When you think this way, your message to your friend becomes one of blame. Your intention might be good--to help your friend figure out the underlying causes so she can figure out an action plan to get well, but the message is more like, "You did something wrong (you poor thing), therefore you're sick." No matter your intent, the impact is not one of healing.
Even worse, we tend to run ourselves through the same type of interrogation, looking for the ways in which we slipped that led to our illness. It's bad enough that we're sick, but then on top of that, we beat on ourselves for being vulnerable. We feel a kind of shame in being ill, as if the illness itself indicates that we've done something wrong. And because we feel that shame, we try to hurry up and get well, pushing the pace beyond our body's natural healing rhythm.

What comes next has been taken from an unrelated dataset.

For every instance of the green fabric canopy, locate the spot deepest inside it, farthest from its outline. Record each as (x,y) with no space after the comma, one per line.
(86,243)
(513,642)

Here's an alternative message to give to yourself when ill: "All bodies break down. All bodies need rest. This body needs rest right now. This is a wonderful body. I love this body and will take care of it, give it rest right now, and never blame it for needing maintenance. Instead, I will love and love it and thank it for telling me when it needs rest and care."

Now, the next time a friend gets sick, try giving this same message to your friend, and really try to see your friend's body as a wonderful machine, instead of a repository for wrong thinking and wrong eating. I suspect you'll help your friend to heal a lot faster.